= Sadri Khiari =

Tunisian activist (born 1958)

Sadri Khiari (صدري الخياري; born on 26 February 1958 in Tunis) is a Tunisian activist. He was an exile in France from 2003. He is active in Indigènes de la République (Movement of the Indigenous of the Republic; MIR) and has written texts with the MIR's spokesperson Houria Bouteldja.

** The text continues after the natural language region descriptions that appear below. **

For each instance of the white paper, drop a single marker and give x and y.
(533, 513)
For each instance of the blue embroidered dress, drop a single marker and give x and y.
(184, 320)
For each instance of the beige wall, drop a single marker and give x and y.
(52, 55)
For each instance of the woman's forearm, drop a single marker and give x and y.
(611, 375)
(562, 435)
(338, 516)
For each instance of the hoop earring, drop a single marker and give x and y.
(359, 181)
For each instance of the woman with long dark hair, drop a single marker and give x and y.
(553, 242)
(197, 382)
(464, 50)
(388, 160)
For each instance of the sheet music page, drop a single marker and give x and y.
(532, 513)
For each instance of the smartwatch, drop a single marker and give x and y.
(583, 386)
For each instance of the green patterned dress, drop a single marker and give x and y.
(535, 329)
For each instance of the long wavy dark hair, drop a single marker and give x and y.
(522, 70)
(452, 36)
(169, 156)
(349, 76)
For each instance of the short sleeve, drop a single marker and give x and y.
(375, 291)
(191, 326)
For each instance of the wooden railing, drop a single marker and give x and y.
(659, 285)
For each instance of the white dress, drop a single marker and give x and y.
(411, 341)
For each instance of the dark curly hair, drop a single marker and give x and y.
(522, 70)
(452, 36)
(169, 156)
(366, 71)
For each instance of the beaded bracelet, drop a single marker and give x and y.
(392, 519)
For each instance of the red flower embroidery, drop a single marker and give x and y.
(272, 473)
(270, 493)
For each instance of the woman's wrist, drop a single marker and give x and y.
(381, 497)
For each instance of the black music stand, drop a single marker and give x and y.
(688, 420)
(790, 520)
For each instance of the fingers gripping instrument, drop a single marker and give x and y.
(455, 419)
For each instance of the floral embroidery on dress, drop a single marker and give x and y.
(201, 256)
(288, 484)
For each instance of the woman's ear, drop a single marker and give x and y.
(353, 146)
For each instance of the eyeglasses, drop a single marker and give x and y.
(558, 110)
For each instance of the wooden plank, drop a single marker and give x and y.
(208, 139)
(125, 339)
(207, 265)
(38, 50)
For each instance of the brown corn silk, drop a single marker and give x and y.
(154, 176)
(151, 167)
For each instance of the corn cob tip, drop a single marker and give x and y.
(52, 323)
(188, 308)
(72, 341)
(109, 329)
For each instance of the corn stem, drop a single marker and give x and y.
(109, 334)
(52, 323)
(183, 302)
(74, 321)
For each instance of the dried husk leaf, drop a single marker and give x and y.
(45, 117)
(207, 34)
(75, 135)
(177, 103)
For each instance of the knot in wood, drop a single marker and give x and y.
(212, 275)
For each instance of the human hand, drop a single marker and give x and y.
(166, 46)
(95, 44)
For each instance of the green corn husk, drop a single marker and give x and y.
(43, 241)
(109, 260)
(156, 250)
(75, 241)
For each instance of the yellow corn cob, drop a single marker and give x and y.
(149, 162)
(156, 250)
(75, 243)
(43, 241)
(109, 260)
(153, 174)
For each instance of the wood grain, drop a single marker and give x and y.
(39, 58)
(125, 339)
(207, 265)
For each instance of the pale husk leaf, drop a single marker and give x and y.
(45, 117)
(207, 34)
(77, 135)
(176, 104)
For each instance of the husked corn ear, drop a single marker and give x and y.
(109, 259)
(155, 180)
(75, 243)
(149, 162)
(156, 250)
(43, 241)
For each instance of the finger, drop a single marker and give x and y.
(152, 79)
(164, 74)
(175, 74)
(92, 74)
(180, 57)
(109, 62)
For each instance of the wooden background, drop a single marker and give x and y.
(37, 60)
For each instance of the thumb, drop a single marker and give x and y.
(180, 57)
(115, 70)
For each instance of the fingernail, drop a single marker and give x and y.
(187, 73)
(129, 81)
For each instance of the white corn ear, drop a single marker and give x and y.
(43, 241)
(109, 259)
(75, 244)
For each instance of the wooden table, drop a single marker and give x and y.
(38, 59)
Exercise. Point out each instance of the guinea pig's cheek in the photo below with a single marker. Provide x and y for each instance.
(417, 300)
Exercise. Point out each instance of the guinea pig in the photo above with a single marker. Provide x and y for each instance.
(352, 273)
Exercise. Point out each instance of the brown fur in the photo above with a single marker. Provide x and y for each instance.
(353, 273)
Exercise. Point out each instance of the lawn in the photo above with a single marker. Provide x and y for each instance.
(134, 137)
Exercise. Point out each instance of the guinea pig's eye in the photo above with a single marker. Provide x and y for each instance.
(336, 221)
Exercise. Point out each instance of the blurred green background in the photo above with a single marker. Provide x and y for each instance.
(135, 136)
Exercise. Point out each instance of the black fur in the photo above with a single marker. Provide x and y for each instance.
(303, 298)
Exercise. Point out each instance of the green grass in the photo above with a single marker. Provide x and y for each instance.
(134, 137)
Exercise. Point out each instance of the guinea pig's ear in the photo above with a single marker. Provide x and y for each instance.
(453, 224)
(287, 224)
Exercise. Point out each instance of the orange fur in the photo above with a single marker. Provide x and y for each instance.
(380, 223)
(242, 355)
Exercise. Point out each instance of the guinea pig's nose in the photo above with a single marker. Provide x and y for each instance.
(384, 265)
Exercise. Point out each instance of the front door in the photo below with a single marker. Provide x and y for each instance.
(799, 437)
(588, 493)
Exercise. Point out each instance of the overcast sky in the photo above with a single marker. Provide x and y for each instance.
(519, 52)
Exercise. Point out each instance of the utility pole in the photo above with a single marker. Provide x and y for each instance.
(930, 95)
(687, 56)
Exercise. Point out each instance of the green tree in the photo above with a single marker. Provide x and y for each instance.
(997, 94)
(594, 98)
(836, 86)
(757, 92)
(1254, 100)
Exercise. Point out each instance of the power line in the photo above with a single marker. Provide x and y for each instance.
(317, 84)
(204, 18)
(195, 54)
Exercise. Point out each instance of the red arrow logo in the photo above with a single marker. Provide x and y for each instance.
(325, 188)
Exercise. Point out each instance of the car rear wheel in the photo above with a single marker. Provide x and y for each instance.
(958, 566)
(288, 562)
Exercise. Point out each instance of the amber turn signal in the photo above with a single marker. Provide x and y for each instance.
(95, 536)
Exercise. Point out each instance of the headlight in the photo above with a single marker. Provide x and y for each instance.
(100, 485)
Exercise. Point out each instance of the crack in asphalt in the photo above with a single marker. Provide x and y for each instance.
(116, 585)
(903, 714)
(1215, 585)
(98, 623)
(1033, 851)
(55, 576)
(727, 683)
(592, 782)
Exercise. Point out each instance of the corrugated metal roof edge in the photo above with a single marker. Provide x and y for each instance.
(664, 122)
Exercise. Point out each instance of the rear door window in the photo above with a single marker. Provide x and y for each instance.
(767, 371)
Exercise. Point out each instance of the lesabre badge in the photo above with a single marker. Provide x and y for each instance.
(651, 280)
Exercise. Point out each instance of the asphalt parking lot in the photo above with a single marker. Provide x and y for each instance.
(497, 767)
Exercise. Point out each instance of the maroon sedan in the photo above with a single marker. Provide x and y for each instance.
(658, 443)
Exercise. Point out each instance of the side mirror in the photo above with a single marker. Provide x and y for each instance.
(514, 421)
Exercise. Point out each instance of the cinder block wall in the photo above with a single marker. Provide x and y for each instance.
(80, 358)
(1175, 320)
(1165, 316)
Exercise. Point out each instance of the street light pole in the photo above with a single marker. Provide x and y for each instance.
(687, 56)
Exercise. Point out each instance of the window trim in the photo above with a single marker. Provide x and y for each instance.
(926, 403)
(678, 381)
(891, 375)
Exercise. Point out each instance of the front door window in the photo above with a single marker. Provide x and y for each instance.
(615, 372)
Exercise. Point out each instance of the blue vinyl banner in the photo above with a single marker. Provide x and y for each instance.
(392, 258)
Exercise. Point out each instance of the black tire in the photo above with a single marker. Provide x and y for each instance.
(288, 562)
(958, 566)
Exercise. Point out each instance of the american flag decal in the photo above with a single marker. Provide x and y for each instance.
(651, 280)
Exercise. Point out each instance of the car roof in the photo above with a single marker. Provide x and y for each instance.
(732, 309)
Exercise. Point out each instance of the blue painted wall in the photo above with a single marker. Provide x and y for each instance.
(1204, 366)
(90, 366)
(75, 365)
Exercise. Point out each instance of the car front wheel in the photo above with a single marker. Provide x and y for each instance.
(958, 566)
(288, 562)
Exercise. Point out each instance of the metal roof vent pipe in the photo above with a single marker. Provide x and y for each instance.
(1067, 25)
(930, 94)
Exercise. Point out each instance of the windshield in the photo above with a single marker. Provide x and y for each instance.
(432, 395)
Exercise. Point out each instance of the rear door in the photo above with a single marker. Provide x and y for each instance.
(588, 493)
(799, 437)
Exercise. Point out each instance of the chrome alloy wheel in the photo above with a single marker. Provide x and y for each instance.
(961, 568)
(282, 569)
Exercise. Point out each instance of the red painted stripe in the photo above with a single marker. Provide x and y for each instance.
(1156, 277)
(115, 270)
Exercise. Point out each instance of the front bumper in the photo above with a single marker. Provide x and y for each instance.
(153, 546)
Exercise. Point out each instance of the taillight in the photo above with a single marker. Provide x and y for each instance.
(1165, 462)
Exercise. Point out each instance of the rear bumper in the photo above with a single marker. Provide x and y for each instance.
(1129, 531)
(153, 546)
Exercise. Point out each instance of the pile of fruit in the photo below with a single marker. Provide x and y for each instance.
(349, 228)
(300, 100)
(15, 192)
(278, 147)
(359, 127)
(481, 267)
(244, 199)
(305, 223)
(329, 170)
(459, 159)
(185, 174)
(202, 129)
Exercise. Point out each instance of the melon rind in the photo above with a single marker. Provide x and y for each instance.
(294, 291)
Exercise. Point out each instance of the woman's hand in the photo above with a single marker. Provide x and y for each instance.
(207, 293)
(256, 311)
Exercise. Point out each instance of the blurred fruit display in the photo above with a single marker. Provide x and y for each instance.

==The Colonial Counter-Revolution in France==

One of Khiari's books is The Colonial Counter-Revolution in France, a history of 20th-century African and Muslim immigration. Khiari traces the history of French colonialism and decolonization in the post World War II context, as several historical colonies gained independence from France as sovereign states. According to Khiari, the French state and its major political parties consistently pursued racist policies designed to discourage settlement of African, Muslim and Beur immigrants within Metropolitan France, although France was willing to admit foreign workers deemed necessary in a postwar context of reconstruction. The text focused on the periods of Charles de Gaulle and Nicolas Sarkozy, while also identifying the 1983 March for Equality and Against Racism as a seminal event indicating solidarity of African and Muslim populations within France.

==Texts==
- Tunisie. Le délitement de la cité : coercition, consentement, résistance, éditions Karthala, Paris, 2003
- Pour une politique de la racaille: Immigré-e-s, indigènes et jeunes de banlieue, éditions Textuel, Paris, 2006
- La contre-révolution coloniale en France de de Gaulle à Sarkozy, éditions La Fabrique, Paris, 2009.